All of lore.kernel.org
 help / color / mirror / Atom feed
From: Martin KaFai Lau <martin.lau@linux.dev>
To: ' ' <bpf@vger.kernel.org>, ' ' <netdev@vger.kernel.org>
Cc: 'Alexei Starovoitov ' <ast@kernel.org>,
	'Andrii Nakryiko ' <andrii@kernel.org>,
	'Daniel Borkmann ' <daniel@iogearbox.net>,
	'David Miller ' <davem@davemloft.net>,
	'Jakub Kicinski ' <kuba@kernel.org>,
	'Eric Dumazet ' <edumazet@google.com>,
	'Paolo Abeni ' <pabeni@redhat.com>, ' ' <kernel-team@fb.com>
Subject: [PATCH v3 bpf-next 4/5] bpf: tcp: Stop bpf_setsockopt(TCP_CONGESTION) in init ops to recur itself
Date: Thu, 29 Sep 2022 00:04:06 -0700	[thread overview]
Message-ID: <20220929070407.965581-5-martin.lau@linux.dev> (raw)
In-Reply-To: <20220929070407.965581-1-martin.lau@linux.dev>

From: Martin KaFai Lau <martin.lau@kernel.org>

When a bad bpf prog '.init' calls
bpf_setsockopt(TCP_CONGESTION, "itself"), it will trigger this loop:

.init => bpf_setsockopt(tcp_cc) => .init => bpf_setsockopt(tcp_cc) ...
... => .init => bpf_setsockopt(tcp_cc).

It was prevented by the prog->active counter before but the prog->active
detection cannot be used in struct_ops as explained in the earlier
patch of the set.

In this patch, the second bpf_setsockopt(tcp_cc) is not allowed
in order to break the loop.  This is done by using a bit of
an existing 1 byte hole in tcp_sock to check if there is
on-going bpf_setsockopt(TCP_CONGESTION) in this tcp_sock.

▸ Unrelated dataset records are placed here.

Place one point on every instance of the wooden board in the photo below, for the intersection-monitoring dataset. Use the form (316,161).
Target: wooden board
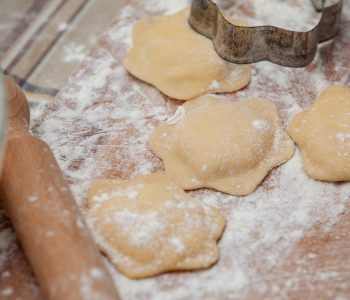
(98,127)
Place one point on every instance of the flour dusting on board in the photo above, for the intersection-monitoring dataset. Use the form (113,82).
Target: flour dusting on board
(99,127)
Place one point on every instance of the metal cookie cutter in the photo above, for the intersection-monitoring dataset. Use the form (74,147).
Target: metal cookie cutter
(244,45)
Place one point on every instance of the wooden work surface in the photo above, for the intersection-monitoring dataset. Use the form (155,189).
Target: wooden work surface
(91,139)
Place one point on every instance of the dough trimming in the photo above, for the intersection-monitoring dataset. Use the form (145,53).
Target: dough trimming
(181,63)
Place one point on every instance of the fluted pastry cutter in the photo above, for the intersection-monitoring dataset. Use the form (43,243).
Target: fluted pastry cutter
(240,44)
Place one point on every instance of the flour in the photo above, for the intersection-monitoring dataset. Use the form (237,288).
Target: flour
(105,114)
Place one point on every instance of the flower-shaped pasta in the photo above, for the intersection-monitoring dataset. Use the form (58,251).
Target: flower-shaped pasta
(149,225)
(181,63)
(222,145)
(323,135)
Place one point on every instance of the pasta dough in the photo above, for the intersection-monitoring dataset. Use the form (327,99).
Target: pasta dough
(149,225)
(323,135)
(226,146)
(181,63)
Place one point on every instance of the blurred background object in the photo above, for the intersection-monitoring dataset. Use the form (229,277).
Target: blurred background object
(43,41)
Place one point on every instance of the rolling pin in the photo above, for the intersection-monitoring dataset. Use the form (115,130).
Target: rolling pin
(47,221)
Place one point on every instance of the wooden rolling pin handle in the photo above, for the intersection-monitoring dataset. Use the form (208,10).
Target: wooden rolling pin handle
(52,232)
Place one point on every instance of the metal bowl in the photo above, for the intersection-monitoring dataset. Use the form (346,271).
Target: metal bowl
(3,117)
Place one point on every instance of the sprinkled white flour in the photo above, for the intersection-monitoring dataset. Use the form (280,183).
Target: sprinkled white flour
(100,124)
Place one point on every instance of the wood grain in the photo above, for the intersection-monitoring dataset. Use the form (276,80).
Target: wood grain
(41,207)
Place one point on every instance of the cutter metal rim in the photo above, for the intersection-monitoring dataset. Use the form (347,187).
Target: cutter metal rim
(244,45)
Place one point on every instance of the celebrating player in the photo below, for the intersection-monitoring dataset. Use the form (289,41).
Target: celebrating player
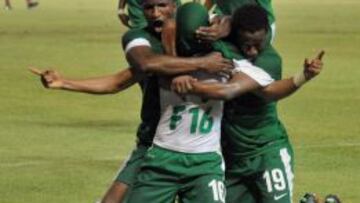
(258,154)
(144,49)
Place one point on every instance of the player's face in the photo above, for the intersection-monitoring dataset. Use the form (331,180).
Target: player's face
(157,11)
(251,43)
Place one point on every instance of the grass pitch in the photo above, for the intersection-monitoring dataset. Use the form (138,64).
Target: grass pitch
(60,147)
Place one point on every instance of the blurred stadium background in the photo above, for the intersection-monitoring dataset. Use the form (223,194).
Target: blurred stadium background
(60,147)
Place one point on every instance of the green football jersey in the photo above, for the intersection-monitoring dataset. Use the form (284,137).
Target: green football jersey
(250,124)
(150,110)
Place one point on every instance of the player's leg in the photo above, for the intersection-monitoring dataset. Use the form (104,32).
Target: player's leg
(203,180)
(118,191)
(276,181)
(238,191)
(209,189)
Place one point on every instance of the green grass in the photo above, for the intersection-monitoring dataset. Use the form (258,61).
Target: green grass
(65,147)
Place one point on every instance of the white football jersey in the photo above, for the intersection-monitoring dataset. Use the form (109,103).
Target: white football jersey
(189,123)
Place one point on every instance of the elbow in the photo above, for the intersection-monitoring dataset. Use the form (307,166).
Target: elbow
(222,95)
(148,66)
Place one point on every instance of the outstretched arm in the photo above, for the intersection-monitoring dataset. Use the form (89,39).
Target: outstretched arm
(283,88)
(143,58)
(99,85)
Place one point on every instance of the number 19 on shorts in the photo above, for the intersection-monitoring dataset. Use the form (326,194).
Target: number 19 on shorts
(218,190)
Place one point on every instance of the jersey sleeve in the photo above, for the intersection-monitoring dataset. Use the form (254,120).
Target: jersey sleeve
(256,73)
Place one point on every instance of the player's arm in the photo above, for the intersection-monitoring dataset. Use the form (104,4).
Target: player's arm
(220,27)
(123,17)
(239,84)
(144,58)
(98,85)
(250,81)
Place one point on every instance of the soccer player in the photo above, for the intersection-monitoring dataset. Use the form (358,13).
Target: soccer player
(143,48)
(30,4)
(184,160)
(135,17)
(223,9)
(258,154)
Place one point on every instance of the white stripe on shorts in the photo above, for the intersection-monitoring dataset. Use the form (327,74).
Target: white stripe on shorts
(286,159)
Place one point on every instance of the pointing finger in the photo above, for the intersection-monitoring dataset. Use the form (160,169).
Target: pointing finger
(320,55)
(35,71)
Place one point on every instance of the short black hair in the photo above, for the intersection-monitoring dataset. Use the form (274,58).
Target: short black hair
(250,18)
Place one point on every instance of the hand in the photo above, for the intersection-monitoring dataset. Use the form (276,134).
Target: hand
(313,67)
(216,63)
(182,84)
(49,78)
(219,28)
(124,19)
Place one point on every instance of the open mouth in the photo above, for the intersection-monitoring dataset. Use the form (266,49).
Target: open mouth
(158,23)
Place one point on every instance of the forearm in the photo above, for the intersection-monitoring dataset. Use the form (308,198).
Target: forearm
(169,65)
(218,91)
(237,86)
(101,85)
(278,89)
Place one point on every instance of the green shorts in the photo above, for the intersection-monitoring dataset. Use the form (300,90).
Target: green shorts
(193,178)
(266,178)
(129,170)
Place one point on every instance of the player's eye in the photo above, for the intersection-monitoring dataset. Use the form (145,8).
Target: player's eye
(162,5)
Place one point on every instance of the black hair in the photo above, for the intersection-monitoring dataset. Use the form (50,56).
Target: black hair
(251,18)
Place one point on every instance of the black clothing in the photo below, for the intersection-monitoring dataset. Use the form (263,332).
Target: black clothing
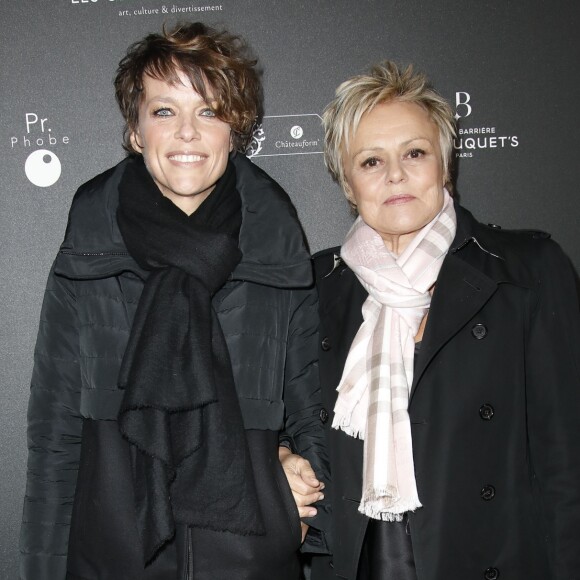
(494,411)
(104,516)
(268,313)
(180,409)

Note that this essentially limits only the first '.init' can
call bpf_setsockopt(TCP_CONGESTION) to pick a fallback cc (eg. peer
does not support ECN) and the second '.init' cannot fallback to
another cc.  This applies even the second
bpf_setsockopt(TCP_CONGESTION) will not cause a loop.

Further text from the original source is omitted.